OH MY FREAKING GOD! Mary Kate and Ashley Olsen have a (as far as I’m concerned) new show. They couldn’t pull themselves away from their busy schedule staring in Made-for-the-Mary-Kate-and-Ashley-Olsen-channel-FX shows, so this one is animated. The brainchild of some Disney executive, most likely, it shows on ABC on Saturday mornings at 10 (central). They star as secret agents in classic James Bond fashion (with Q, M, and Moneypenny-esque characters), with a sidekick robotic scottish terrier who could get them out of jams, but needs to “reboot” when his memory banks are scrambled. They travel the world in an airplane (”I still can’t believe you girls can pilot a plane and you’re not old enough to drive.”) and arrive at their destination via sky diving. They are known internationally due to the “international villian web site”.

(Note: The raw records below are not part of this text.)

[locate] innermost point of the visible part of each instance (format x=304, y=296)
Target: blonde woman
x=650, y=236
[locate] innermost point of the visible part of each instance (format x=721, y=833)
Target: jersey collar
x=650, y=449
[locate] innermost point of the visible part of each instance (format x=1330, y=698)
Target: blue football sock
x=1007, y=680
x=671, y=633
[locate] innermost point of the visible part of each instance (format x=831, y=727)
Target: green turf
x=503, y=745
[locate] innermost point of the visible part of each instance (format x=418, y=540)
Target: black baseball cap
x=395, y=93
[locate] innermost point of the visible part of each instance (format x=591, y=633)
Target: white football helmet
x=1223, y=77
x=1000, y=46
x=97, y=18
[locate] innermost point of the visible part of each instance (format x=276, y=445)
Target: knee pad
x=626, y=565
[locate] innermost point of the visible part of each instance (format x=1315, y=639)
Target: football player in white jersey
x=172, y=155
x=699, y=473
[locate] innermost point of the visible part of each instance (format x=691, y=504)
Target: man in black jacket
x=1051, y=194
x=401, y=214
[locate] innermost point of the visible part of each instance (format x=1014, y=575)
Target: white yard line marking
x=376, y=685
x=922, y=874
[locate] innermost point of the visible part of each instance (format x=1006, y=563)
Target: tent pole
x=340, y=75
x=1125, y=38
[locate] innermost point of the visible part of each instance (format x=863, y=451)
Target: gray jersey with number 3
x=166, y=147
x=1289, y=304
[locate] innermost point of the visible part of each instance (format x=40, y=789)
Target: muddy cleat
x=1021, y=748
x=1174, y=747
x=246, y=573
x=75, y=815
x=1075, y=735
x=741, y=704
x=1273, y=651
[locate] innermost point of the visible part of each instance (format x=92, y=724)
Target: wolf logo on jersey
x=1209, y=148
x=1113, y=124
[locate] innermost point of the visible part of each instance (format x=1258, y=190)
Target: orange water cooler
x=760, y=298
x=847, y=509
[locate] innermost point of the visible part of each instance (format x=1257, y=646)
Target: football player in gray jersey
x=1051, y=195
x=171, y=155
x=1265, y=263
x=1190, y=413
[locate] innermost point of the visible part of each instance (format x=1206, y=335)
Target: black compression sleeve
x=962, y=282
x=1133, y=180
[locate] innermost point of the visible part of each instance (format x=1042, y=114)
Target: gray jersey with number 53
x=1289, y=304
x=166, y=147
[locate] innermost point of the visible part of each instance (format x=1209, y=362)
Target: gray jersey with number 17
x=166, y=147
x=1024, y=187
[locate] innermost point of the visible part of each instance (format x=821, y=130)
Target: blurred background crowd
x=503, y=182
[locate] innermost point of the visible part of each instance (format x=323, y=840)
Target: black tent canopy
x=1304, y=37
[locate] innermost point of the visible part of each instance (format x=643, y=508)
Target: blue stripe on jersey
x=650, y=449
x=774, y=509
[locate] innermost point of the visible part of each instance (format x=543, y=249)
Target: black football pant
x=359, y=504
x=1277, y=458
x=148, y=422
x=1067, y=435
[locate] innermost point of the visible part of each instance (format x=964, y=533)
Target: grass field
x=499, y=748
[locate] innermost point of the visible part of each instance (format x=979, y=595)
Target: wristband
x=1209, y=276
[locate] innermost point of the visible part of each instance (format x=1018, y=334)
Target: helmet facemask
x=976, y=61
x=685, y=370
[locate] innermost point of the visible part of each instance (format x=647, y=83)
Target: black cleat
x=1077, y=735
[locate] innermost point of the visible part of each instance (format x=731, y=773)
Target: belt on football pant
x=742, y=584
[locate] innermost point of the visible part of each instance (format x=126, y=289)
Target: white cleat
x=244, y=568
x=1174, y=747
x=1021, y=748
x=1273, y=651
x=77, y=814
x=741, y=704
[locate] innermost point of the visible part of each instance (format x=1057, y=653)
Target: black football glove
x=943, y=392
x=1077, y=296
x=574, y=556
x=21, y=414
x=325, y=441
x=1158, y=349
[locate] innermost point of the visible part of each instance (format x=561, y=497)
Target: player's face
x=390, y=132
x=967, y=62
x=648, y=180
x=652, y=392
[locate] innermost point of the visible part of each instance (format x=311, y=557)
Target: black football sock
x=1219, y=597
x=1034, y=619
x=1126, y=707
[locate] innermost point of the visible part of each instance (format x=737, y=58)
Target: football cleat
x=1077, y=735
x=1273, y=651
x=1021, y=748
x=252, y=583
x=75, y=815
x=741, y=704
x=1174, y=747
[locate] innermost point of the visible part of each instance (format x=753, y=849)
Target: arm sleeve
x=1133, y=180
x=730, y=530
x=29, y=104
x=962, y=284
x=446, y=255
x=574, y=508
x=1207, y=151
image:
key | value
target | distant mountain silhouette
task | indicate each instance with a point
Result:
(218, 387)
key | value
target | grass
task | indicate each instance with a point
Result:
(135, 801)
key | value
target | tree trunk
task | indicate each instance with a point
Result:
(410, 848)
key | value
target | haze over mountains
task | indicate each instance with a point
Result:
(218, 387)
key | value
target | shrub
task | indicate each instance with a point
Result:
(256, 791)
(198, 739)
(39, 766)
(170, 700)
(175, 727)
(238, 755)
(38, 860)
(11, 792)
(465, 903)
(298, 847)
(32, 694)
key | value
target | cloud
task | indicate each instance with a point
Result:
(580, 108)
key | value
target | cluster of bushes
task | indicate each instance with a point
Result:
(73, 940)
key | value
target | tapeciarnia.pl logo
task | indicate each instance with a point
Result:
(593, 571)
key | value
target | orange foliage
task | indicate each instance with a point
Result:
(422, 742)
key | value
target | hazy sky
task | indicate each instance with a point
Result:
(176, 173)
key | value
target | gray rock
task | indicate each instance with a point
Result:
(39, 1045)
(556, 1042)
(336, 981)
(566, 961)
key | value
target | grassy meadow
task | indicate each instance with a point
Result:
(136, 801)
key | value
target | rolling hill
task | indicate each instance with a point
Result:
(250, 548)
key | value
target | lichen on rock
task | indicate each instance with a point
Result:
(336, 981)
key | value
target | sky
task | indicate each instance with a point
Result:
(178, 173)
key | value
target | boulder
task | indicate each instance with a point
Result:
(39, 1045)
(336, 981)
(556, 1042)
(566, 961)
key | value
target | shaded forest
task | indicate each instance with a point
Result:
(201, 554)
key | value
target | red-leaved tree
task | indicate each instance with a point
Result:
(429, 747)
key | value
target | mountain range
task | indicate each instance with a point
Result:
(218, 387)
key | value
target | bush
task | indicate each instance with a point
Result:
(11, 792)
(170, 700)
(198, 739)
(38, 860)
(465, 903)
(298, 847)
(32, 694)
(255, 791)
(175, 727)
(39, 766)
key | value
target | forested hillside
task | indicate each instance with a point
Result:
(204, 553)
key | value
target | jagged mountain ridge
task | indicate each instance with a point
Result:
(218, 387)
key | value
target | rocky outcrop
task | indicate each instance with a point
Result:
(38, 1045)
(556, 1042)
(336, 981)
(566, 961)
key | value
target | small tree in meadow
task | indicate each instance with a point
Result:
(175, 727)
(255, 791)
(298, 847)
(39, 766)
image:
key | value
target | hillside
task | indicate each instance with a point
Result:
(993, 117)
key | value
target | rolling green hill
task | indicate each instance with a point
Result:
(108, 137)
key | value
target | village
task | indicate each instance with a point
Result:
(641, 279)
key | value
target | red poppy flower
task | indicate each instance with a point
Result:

Thankfully, this show is dripping with lessons to be learned. I learned that suntans may look healthy, but they aren’t. I also learned that solar eclipses don’t just happen randomly. The girls used what they learned by doing their astronomy homework to get out of hedge maze the villian had left them in (after knocking them out with his bad breath, but I’m getting ahead of myself). They also felt a need to tell us that the villian in this episode (whose name escapes me) is so bent on world domination and his plans, that sometimes he forgets to brush his teeth (and bath — YUCK!) — but I have a feeling that in the middle of writing this episode, a rewrite happened and they changed the odd waves of odor coming out of the villian’s mouth into the affect of eating cheese (his teeth were distintly white the entire show). This is good, because without cheese, the girls would have been unable to stop the villian from launching his rocket in which he was going to go into space to finish his sun force field — which blocked out the sun and made everyone pasty white (quote from the villian: “This will teach you to make fun of my pasty white skin — now no one will be able to get a tan!”). How did they use cheese to stop the villian, you ask? Well, the robot dog ended up in the basement rocket launcher room of the villian, and started eating the cheese the villian stored there. This gave the girls an idea. They stuffed the exhaust nozzels of the rocket with cheese, so it couldn’t blast off.

I know all that sounds like a dream I had, but I swear, I was awake the whole time.

Mary Kate and Ashley Olsen IN ACTION (the name of the show) was immediately followed by The Weekenders, which is about some junior high kids who do things on the weekends — fantastic role models for your kids, who should be out doing things rather than sitting in front of the television. Fortunately, these shows are relatively wholesome and are the kinds of things _should_ be watching, most likely, but the lessons are laid on so thick, the kids won’t be able to swallow it. Best lines from this (animated show produced by Disney!) were:

Carver: I wanna be CARP. Cool And Radically Popular.
Other kid: Too bad you don’t wanna be Cool Rich And Popular.

Mother: Group hug!
(kids mumble excuses and leave)
Mother: Jeez, I havn’t cleared a room of your friends since I showed that video of your birth.

Strange Noise Revisted

I was awaken this morning at 5:19, as the moaning filtered into my dream state, and I sat up with a start once I realized what it was I was hearing. It sounded like there was someone else in the room with the moaner, there were faint voices in the background. Then I heard clear voices (both the woman that lives there, and that kid, the same voice who said “I see that smile on your face”) say “Are you still going to do this after graduation?” and “Shutup! No body cares! Shut up!” over and over. Some of the “Shutups” were coming from different parts of the house, like the person who was yelling them was walking around. At one point, the dogs were put out and I could hear their collars clink as they ran through the house and out the backdoor. The moaning kind of died down after than, but picked up slightly before finally ending around 5:50.